Increasing M&A impetus in Brazil encounters regulatory speed bump
by Ashley Luttenegger
Over the past decade, two words have become a bit more commonplace in Brazilian business vocabulary: fusões e acquisições; that’s Portuguese for “mergers and acquisitions.” Since 2002, the mergers scene in this developing country has been growing with an impetus mirroring that of the growth of the nation’s economy as a whole. From 2002 up until 2011, on average, this emerging South American economy realized a real growth rate in GDP of just over 3% per year, with the number of mergers increasing annually at a rate of about three times that. According to a study carried out by PwC published at the beginning of this year, a reported 746 M&A transactions took place last year, 273 of which disclosed values. The majority of those transactions with disclosed values were in the food and beverage, financial, retail, and construction and real estate industries. Three of the four most highly valued transactions were specifically related to steel, including a deal in which five Chinese companies purchased a 15% stake in Brazil’s niobium production giant: CBMM. In 2010, CBMM had a reported profit margin of nearly 40%, and demand for niobium is expected to rise, as Diana Kinch noted in a Wall Street Journal article published on September 2, 2011.

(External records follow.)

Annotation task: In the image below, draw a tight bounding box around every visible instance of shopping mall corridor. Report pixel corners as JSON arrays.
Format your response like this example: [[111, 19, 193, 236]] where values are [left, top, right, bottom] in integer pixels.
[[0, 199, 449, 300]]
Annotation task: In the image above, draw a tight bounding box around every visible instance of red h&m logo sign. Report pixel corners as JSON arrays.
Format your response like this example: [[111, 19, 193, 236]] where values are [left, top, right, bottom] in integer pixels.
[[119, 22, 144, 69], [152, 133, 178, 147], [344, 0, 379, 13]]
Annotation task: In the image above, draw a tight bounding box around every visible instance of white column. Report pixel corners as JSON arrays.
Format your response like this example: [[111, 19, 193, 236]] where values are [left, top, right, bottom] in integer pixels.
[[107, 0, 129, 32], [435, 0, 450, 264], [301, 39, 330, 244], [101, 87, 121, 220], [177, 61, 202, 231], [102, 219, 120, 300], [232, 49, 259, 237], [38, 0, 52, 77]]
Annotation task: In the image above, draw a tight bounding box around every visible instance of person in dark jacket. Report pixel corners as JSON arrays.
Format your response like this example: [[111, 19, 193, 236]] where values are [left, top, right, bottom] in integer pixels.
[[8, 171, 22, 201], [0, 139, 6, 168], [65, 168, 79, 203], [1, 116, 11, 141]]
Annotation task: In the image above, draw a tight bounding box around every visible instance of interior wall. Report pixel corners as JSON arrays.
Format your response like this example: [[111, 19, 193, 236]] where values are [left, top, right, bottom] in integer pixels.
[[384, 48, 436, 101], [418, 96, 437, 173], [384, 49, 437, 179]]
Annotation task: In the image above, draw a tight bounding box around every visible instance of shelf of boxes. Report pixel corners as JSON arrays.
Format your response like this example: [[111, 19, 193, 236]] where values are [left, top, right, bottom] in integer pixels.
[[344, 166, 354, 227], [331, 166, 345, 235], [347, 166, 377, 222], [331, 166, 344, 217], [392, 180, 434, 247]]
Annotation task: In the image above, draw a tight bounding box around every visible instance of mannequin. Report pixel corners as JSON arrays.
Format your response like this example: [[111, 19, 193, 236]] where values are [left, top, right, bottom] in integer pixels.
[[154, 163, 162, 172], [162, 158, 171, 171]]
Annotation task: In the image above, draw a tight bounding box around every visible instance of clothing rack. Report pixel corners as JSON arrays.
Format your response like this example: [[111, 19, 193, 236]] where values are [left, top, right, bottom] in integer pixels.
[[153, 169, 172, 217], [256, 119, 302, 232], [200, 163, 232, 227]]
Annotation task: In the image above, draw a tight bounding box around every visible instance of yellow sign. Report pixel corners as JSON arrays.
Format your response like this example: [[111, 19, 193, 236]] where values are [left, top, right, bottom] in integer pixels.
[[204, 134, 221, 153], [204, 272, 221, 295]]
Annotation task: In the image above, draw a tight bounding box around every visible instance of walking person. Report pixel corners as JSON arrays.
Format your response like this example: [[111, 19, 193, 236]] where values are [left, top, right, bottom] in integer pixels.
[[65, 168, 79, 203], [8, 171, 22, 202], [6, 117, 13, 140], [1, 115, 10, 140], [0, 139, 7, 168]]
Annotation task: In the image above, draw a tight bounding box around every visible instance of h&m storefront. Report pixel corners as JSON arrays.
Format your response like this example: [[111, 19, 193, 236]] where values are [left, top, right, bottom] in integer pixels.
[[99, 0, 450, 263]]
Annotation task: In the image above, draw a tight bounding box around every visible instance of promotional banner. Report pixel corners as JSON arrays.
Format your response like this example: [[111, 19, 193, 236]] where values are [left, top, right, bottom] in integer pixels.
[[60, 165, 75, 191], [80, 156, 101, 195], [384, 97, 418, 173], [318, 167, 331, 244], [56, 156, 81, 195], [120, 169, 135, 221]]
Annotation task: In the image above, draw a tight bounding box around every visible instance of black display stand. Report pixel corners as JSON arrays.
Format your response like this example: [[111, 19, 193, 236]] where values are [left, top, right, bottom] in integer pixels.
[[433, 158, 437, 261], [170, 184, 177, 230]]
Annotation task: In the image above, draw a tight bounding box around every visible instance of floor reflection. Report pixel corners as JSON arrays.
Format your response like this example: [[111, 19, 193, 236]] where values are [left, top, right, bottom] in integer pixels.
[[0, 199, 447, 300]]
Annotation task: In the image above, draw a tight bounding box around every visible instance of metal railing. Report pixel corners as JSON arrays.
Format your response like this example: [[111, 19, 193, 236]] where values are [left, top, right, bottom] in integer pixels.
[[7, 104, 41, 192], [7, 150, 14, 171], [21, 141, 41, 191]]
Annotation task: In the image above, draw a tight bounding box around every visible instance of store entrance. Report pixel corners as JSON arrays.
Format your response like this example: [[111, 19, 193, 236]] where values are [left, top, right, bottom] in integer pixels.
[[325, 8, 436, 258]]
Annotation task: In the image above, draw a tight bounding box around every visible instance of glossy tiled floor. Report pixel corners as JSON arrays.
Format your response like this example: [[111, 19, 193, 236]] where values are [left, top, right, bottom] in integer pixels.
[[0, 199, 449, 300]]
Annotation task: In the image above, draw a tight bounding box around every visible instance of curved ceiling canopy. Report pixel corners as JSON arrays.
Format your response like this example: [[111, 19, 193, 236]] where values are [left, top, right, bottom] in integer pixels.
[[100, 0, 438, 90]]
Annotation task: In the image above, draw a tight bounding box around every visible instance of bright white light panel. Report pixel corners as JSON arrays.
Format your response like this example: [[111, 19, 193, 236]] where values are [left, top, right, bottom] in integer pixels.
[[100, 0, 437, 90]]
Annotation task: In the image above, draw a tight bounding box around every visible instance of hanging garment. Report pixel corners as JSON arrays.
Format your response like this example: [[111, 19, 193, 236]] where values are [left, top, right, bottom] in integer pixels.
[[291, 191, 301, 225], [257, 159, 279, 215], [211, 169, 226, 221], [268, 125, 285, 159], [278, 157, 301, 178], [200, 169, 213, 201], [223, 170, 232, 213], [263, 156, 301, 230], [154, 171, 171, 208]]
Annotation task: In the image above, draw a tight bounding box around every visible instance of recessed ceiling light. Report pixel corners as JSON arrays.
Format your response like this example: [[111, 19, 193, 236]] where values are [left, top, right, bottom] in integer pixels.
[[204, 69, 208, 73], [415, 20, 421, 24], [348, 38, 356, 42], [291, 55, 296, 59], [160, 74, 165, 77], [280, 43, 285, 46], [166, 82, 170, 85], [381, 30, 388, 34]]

Not surprisingly, the vast majority of Brazil’s 2011 M&A action took place in the nation’s Southeast region, where the country’s two most populous cities, São Paulo and Rio de Janeiro, are located. The M&A transactions in these two locales alone accounted for approximately two-thirds of the economy’s overall merger activity.
Unfortunately for Brazilian M&A enthusiasts, the mergers momentum may face a slow down this year. Jones Day, a worldwide legal institution, reported this May that as of May 29, 2012, firms must notify and wait up to 330 days to obtain approval from Brazilian officials before they can close their deal. At the very least, they will face a statutory review period of 240 days. The new bureaucratic constraint may cause companies to experience an approval hold-up in Brazil similar to the one they face when carrying out mergers with Chinese companies. Firms that seal the deal without approval can face fines of up to 60 million reals (about 29 million US dollars), and Brazil’s regulatory agency, the Administrative Council for Economic Defense (CADE), could declare the deal void. However, minority interest deals such as the 2011 Chinese stake acquisition in CBMM are not required to notify. Nevertheless, in 2011, these types of deals made up less than one-third of all announced transactions. Meanwhile, merger and acquisition deals made up a combined total of 60% of these transactions. This means that the new law could have a substantial effect on the number of M&A deals that will occur on Brazilian soil this year and in years to come.